I'm a goddamn roller coaster lately. I'll have days where I'm self-loathing, afraid, pessimistic, angry, desperate. During those days, I don't answer the phone. I hold back tears all day at work. I avoid my friends and family. I want to shut myself away from everyone, even BK. On those days, I want to break up with him. I even want to die, sometimes.

But then a few days later, I'm fine. BK and I are happy together, can't keep our hands off each other, sappy and sweet. I feel confident and sometimes I actually have hope for some sort of future for myself. I see beauty in my surroundings. I even feel like calling up some friends to hang out, sometimes.

After the last entry, I talked with BK when I was feeling more calm and rational. I told him that I was still not really over the fight, and I got some points across that I hadn't been able to the night before. And he said that he finally realized what an asshole he makes himself out to be when he's telling everyone that everything they've ever known is wrong. I finally felt better, and the relationship felt restored. We spent the entire weekend doting on each other, expressing appreciation and gratitude toward each other, and fucking like mad. I regretted saying that I wanted to break up with him in my previous entry.

And today I'm having doubts again. I don't even know why, really. He hasn't done anything different between then and now. I just feel like maybe we aren't supposed to be together. Or like maybe I shouldn't be with anyone right now.

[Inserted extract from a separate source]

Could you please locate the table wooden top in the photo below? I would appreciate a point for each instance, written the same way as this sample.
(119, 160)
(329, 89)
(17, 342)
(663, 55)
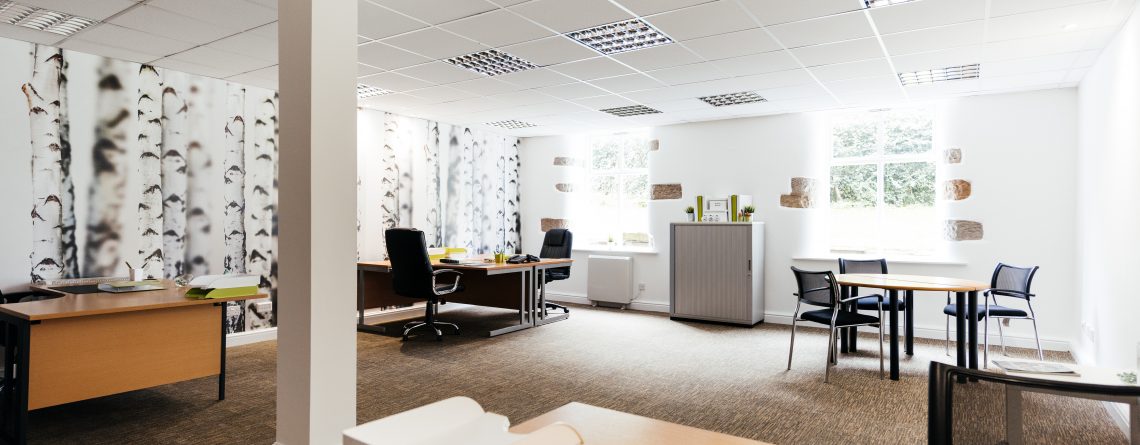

I don't trust myself. I don't know half the time if the emotions that I'm feeling are genuine, or how long they'll last. Am I feeling this way today because my brain chemistry or my hormones are fucked up today? Is this feeling going to last for a day, or a week? I don't trust myself to think rationally so I am afraid to make decisions. Does BK really make me feel inferior, or was I already feeling that way and projecting it onto him? Do I really love him or is it just denial to avoid being alone? I worry sometimes that I only stick with him to counteract the fear of commitment that has caused me to give on up past relationships. I like to think that in those relationships, I really was completely incompatible with those guys, though. Hell, half of them used me for their own benefit. Bk doesn't use me or go out of his way to hurt me like they did. But sometimes I don't feel like this is going to last. Or even if it does last for a year or two or even longer, I don't know if it be beneficial to me or harmful. I catch myself thinking sometimes, Don't give up on this so easily, that's why all of my past relationships have only lasted three months. Is that responsibility and maturity, or fear?